I suppose something is wrong with me.  I don't think I will try to change that though.

Maybe it's because I was harassed too many times by other kids in school.  With a July birthday, I was one of the youngest in my class each year, and there were always a few bigger kids with IQs about 40-50 points lower than mine who would bother me.  Or maybe it was my mother.  Mom could be very negative sometimes.  Freud would say it was Mom.

In any case, I reached a point somewhere in my life, long ago, when I decided that I really didn't have to ever be treated like shit again by anybody, ever.  I'm kind of sensitive to that.  I fight back when I'm treated poorly, or I walk away.  This brings me into conflict with the corporate world, where treating employees like dirt is seen as a right handed down by God and is built into the HR handbooks. 

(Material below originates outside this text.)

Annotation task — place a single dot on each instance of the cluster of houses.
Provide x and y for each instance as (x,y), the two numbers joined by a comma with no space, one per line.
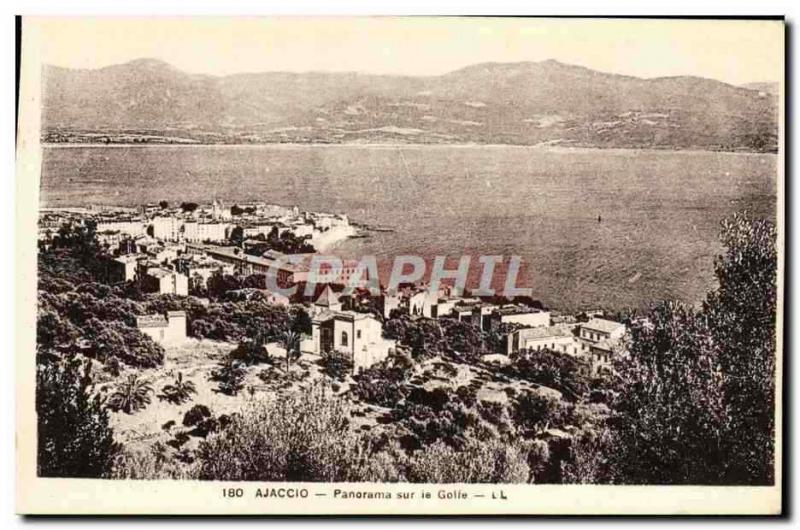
(181,250)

I left another job on Monday.  It was kind of winding down anyway, but I wound it down a little faster.  My boss had fallen into a mode of judging everything I did by how fast it was, trying to make sure that the company was getting maximum impact out of every dollar they spent on me.  The problem is, you can't supervise a senior accountant by trying to measure output per hour, any more than you would try to measure a lawyer or a novelist that way.  Not me anyway, not for long.

This had been going on for a few days, so I arrived at work ready to call it quits if it continued.  Things started out well; I was working down a list of reconciliations.  Then around noon my boss decided that she personally needed to be sure that she was getting the absolute most bang for her buck, so she  asked what I had been working on and suggested particular items I could complete.  Then she made the mistake of asking what exactly I had accomplished that morning and how long each item had taken.  Then she asked how I had gone about it, suggested that there was a more efficient way, said that we needed to do everything as efficiently as possible, and told me I needed to think about these things.  Mistake, mistake, mistake.  You kind of crossed the fine line there between supervising a professional and treating them like a teenager on their first day picking orders in an Amazon warehouse.

I was, I suppose, humiliated, although I'm not sure that's exactly it.  I was most certainly pissed off; I'm sure of that.  So at the end of the day, I told her that Friday would be my last day.  She asked why.  Maybe she should not have.  I told her, word for word as well as I can remember, that the next time she asked me what I had just been doing, how long it had taken, and exactly how I had done it, I would walk out mid-sentence.  And of course that was the end of that.

She was surprised.  She seemed not to grasp that I might not like being micromanaged, redirected and admonished on a daily basis.  But I think also that employers are simply not used to employees who feel they have a choice.  People just take it, because they figure disrespect is built into their pay.  I don't do that so well.